FTPとは、File Transfer Protocol(ファイル・トランスファー・プロトコル)の略で、その何のとおり、ファイル転送用のアプリケーションプロトコルです。

FTPを使用してファイルをサーバーにアップロードしたり、サーバーからダウンロードすることができます。

FTPサーバー、FTPクライアントの二種類のソフトウェアを使用し、両ソフトウェアの間で接続を確立してファイルを送受信します。
その際、FTPサーバー側ではユーザー名とパスワードによる利用者の認証を行い、それぞれの利用者に許可された権限や領域でファイルの送受信が行われることになります。暗号化機能を備えていないためセキュアとはいえませんが、まだまだ現役で活躍しているプロトコルです。

anonymous FTP

ファイル送受信の際、ユーザー名とパスワードによる利用者認証を行うと上述しましたが、不特定多数の利用者にファイルを配布するなどの目的のため、利用者登録を行っていない者でも自由に接続できる「anonymous」(匿名)と呼ばれる特殊なユーザーを作成することができます。

そのようなユーザーを「匿名ユーザー(anonymous user)」などと呼ばれ、認証を必要とせず、誰でもアクセス可能となります。
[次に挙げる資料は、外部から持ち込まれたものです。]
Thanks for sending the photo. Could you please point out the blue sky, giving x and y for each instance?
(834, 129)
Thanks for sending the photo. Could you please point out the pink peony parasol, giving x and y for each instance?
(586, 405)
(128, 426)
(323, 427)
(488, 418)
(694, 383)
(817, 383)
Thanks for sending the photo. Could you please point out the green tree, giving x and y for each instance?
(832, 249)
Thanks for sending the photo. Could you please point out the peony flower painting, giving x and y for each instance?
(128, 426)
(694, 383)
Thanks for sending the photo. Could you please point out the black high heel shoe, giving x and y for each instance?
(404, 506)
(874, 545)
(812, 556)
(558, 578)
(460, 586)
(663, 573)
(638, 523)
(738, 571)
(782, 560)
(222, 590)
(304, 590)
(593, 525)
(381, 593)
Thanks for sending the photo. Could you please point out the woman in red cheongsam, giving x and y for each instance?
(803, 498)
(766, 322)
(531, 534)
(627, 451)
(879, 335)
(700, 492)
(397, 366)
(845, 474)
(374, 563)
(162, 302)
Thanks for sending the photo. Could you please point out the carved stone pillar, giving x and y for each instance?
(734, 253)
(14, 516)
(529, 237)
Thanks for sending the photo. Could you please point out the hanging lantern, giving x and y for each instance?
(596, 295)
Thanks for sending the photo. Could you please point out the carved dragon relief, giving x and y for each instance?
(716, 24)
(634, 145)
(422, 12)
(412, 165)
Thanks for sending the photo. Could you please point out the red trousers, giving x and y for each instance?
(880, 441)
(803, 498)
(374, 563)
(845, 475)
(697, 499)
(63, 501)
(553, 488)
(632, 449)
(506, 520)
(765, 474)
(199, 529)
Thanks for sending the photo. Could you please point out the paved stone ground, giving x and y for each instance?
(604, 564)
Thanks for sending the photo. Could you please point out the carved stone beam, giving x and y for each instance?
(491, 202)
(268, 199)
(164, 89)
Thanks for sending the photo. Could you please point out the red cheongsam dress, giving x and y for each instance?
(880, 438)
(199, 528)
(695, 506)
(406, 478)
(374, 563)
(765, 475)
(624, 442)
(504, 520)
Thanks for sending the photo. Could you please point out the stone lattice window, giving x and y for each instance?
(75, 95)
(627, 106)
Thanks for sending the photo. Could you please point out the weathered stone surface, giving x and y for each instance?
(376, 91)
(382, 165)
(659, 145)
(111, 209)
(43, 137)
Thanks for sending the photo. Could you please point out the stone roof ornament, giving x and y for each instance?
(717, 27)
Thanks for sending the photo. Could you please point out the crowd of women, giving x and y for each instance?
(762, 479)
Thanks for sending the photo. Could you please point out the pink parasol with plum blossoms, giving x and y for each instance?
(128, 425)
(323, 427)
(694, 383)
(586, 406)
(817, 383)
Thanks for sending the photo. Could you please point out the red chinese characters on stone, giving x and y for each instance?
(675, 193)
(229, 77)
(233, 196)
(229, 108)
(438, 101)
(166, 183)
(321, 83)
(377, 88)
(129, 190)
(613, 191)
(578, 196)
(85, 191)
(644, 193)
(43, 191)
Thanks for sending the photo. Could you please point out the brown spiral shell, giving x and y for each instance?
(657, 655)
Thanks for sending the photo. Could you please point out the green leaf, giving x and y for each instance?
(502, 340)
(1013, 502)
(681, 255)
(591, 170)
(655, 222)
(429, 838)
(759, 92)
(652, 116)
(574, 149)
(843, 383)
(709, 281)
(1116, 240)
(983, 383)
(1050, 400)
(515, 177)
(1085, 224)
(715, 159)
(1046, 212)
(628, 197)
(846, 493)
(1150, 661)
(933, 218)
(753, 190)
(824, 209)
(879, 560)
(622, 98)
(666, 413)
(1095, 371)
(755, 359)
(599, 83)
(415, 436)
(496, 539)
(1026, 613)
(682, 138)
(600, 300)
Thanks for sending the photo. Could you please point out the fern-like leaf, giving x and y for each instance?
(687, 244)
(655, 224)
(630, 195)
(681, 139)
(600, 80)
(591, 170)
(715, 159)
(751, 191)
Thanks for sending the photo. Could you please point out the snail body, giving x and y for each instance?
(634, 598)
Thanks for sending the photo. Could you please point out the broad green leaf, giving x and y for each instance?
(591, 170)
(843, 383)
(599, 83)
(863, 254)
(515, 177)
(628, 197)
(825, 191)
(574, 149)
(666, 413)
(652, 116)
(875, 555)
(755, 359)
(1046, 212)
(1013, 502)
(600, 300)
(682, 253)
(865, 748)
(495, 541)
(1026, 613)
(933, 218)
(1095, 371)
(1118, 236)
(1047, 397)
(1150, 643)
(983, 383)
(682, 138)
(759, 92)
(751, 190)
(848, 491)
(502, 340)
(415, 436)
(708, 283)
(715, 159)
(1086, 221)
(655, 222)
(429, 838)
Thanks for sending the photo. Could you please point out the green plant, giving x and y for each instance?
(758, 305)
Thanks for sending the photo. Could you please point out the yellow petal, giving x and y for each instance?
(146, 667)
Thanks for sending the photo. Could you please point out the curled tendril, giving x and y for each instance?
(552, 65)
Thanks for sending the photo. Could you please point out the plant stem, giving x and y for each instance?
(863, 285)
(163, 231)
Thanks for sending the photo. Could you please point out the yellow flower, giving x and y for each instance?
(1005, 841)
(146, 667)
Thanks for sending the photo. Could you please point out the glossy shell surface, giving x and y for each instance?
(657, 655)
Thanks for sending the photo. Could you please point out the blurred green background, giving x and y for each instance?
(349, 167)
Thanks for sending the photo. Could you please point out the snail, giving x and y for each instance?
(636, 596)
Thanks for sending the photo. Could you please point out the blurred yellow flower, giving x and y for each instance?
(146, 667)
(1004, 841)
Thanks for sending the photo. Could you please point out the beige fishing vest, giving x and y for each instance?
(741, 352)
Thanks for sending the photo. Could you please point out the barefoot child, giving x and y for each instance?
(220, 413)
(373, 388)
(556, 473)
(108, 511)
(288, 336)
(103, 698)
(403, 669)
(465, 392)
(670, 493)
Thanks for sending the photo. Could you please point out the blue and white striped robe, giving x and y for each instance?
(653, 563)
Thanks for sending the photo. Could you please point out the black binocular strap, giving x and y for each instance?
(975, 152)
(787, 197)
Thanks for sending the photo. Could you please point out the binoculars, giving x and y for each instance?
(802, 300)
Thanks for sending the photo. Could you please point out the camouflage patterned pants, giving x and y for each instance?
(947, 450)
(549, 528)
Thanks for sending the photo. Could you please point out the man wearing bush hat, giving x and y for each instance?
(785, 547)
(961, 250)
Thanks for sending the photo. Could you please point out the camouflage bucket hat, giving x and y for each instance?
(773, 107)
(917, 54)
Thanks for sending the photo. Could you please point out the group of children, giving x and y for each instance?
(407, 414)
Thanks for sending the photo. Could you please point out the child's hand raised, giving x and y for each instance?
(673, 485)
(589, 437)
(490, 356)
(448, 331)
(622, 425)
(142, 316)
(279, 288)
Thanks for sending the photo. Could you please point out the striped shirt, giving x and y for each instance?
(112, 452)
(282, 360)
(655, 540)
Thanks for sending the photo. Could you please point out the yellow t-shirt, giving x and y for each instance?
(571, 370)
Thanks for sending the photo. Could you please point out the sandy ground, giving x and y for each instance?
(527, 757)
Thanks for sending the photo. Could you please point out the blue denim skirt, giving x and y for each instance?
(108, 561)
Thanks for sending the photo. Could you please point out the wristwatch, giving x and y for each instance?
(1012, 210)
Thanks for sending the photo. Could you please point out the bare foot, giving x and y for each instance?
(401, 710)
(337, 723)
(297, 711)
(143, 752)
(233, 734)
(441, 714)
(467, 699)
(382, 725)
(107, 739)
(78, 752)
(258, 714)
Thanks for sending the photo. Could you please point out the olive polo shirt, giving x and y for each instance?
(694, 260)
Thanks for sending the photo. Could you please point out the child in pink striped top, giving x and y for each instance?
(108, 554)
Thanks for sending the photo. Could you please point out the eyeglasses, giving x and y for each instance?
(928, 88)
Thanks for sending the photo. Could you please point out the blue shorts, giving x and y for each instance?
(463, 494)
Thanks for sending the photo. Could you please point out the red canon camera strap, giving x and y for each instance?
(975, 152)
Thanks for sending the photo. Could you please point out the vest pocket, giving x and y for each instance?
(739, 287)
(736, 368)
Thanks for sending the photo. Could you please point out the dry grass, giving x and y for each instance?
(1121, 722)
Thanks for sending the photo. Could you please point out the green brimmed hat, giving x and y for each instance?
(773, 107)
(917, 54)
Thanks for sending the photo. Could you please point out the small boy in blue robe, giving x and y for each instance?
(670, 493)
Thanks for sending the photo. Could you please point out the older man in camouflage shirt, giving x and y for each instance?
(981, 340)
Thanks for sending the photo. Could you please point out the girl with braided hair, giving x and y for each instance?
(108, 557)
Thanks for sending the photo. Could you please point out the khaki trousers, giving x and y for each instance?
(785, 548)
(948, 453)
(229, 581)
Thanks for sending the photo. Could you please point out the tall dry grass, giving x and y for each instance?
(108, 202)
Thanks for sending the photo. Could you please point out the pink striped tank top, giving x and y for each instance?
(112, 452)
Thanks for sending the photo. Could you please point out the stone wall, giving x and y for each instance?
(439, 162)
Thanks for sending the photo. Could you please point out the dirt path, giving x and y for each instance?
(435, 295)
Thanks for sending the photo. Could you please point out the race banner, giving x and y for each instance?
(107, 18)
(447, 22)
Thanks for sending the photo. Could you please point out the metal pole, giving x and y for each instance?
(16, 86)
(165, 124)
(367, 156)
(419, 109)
匿名ユーザーでアクセスするときは、ユーザ名に「anonymous」、パスワードは任意(空欄でもよい)を指定します。ただし、マナーとしてメールアドレスを入力することが多いです。

このような利用形態を「anonymous FTP」と呼び、不特定多数の人へファイルを公開する場合などで使われます。

バイナリモードとASCIIモード

FTPにはバイナリモードとASCIIモードの2つのモードがあります。FTPクライアントはどちらのモードを使用するかを指定して送信します。

バイナリモードは送信側から送ったファイルをまったくそのまま転送することを目的としていますが、ACSIIモードの場合はOS側で異なる改行コードを自動的に修正してくれる機能を持っています。

2つのモードの使い分けとして、zipやexeファイルなどのバイナリファイルを送信する場合はバイナリモード、テキストファイルはASCIIモードを選びます。

よくやるミスとして、バイナリファイルをASCIIモードで送信してしまい、受信側ではそのバイナリファイルが破損してしまっており、開けないといったことです。例えばExcelのファイルはバイナリファイルになりますが、ASCIIモードで送信して、受信側では開けないとなどといったケースです。

vsftpdとは

vsftpd(Very Secure Ftp Daemon)は、その名のとおり、セキュリティが高く、安定性に優れているFTPサーバーです。

Redhat Linux、FedoraやCentOSには、vsftpdが標準で付属しています。

FTPサーバー(ソフトウェア)は無償で使えるものから有償なものまで数多く存在します。それらと比較して、vsftpdは高機能とは言えませんが、軽くて高速なのが特徴です。

また、設定、保守も比較的容易であることなどから商用のサイトでもよく使われています。